Pour y remédier, Shinzo Abe a déjà décoché deux de "trois flèches" de son programme. La première consiste à transformer la Banque centrale du Japon (BoJ) en bras armé de sa politique monétaire. Début 2013, l'institution a revu son objectif d'inflation à la hausse (de 1 % à 20% par an). Elle a également entrepris d’injecter des milliards de yens dans l’économie japonaise dans l’espoir de faire baisser la monnaie nationale (pour doper les exportations) et de faciliter l’accès au crédit (pour relancer la consommation).

L’autre volet des “Abenomics”, déjà en cours d’exécution, consiste en un vaste plan d’investissements publics. En janvier, le gouvernement s’est engagé à dépenser 86 milliards d’euros pour rénover les infrastructures japonaises et doper la recherche dans les énergies renouvelables et les nouvelles technologies.

Un vaste chantier qui a commencé à porter ses fruits. Au cours des trois premiers mois de 2013, l’économie japonaise a connu un regain d’activité qui laisse augurer d’une croissance de 3,5 % pour l’ensemble de l’année, un taux bien supérieur aux prévisions des économistes qui tablaient sur une croissance de 2,7 %. Le yen a baissé d’environ 20 % par rapport au dollar pour le plus grand plaisir de géants des technologies comme Nintendo ou Sony qui ont vu leurs exportations repartir à la hausse.

Libéralisation à tout va

Pour certains, le véritable test reste toutefois à venir. “Les 'Abenomics' ne fonctionneront que si le gouvernement met en place le troisième pilier de sa stratégie, celle de la réforme du secteur privé et du marché du travail”, prévient la banque BNP-Paribas dans une note de conjoncture consacrée à l’économie japonaise en date de juin 2013. La plupart des économistes craignent que la politique monétaire et le plan de relance n’auront qu’un impact positif à court terme. Aussi appellent-ils le gouvernement à engager des “reformes de structure” pour “augmenter le potentiel de croissance”, comme l’écrit la note de synthèse de la BNP.

Shinzo Abe avait d’ailleurs prévu dans son plan “une troisième flèche” qui vise justement à s’attaquer aux lourdeurs du secteur privé japonais. Mais jusqu’à présent, le gouvernement arguait qu'il ne disposait pas d’une majorité suffisante au Sénat pour engager des réformes politiquement plus délicates. Les élections de dimanche ont changé la donne. “Shinzo Abe doit maintenant s’attaquer à la partie la plus périlleuse des ‘Abenomics’”, écrit le site du quotidien britannique "Financial Times".

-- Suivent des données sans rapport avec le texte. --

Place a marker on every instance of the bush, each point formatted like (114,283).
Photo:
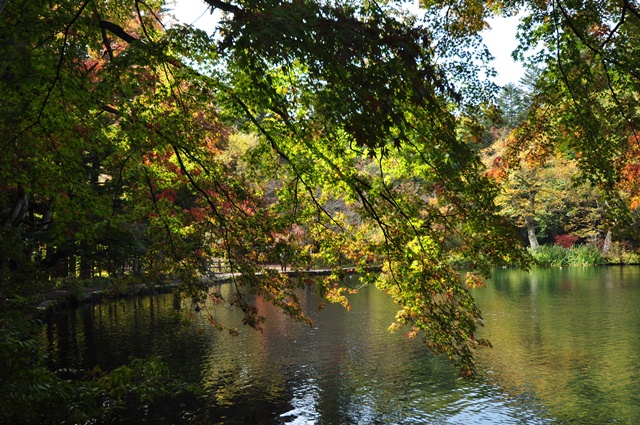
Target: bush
(550,256)
(585,255)
(566,241)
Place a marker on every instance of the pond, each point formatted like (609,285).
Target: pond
(566,350)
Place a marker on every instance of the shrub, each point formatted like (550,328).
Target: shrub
(550,256)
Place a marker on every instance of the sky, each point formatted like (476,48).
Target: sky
(500,39)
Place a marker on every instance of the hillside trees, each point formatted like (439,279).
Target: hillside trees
(116,127)
(113,152)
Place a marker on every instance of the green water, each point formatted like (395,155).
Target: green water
(566,351)
(570,338)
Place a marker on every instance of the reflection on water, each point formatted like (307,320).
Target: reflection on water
(570,338)
(566,346)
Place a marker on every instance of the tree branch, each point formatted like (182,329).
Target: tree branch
(225,7)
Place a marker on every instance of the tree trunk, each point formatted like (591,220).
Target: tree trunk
(529,221)
(3,4)
(531,232)
(606,246)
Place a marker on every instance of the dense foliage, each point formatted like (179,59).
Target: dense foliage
(314,133)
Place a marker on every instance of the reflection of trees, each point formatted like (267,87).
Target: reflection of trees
(571,342)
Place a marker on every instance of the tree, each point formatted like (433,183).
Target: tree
(115,126)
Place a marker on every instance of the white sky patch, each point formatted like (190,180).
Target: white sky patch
(196,13)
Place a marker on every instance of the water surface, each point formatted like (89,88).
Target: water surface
(566,350)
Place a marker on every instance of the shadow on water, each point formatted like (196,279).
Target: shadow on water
(566,346)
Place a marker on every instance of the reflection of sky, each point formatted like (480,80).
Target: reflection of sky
(500,38)
(304,401)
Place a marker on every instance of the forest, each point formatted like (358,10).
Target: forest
(346,134)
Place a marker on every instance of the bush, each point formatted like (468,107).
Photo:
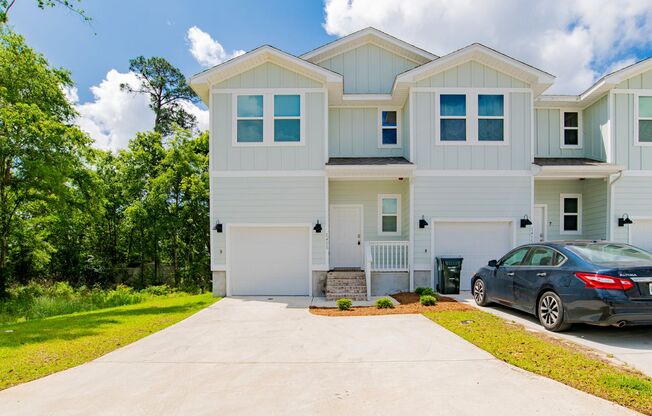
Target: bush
(344,304)
(428,300)
(384,303)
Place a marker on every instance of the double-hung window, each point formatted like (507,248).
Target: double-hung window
(452,117)
(491,117)
(389,128)
(644,120)
(571,135)
(570,221)
(389,214)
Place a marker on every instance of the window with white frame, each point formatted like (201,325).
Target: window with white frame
(389,214)
(570,221)
(268,119)
(389,128)
(571,133)
(644,119)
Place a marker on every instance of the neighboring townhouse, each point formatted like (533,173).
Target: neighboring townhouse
(368,157)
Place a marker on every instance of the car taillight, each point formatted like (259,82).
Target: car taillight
(601,281)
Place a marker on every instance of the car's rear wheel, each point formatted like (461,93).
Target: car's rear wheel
(480,292)
(551,312)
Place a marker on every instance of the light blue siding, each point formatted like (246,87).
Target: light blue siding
(594,206)
(269,75)
(472,74)
(516,155)
(469,198)
(354,132)
(368,69)
(267,200)
(225,156)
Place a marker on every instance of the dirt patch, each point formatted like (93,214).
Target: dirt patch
(408,304)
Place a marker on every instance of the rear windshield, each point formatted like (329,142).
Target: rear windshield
(608,253)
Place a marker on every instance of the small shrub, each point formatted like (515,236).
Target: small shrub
(428,300)
(344,304)
(384,303)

La “troisième flèche” risque, en effet, de frapper les Japonais au portefeuille. L’idée est de libéraliser davantage certains secteurs très réglementés comme la santé, l’agriculture et l’énergie. Des entreprises qui, jusqu'alors, survivaient uniquement grâce au soutien financier de l’État risquent alors de faire faillite, tandis que les très protégés agriculteurs japonais - des électeurs traditionnels du parti conservateur - vont se retrouver en concurrence avec des pays émergents qui vendent leurs produits beaucoup moins chers.

Plus largement, si le gouvernement maintient sa feuille de route économique, il devrait assouplir les procédures de licenciement. La loi est actuellement très protectrice pour le salarié, à tel point qu’on parle “d’emplois à vie” dans le secteur privé japonais. Une réforme du marché du travail risque donc d’entraîner une vague de plans sociaux dans un pays où le taux de chômage n’est que de 4 %. Pas sûr que la population accueille avec enthousiasme cette “troisième flèche”.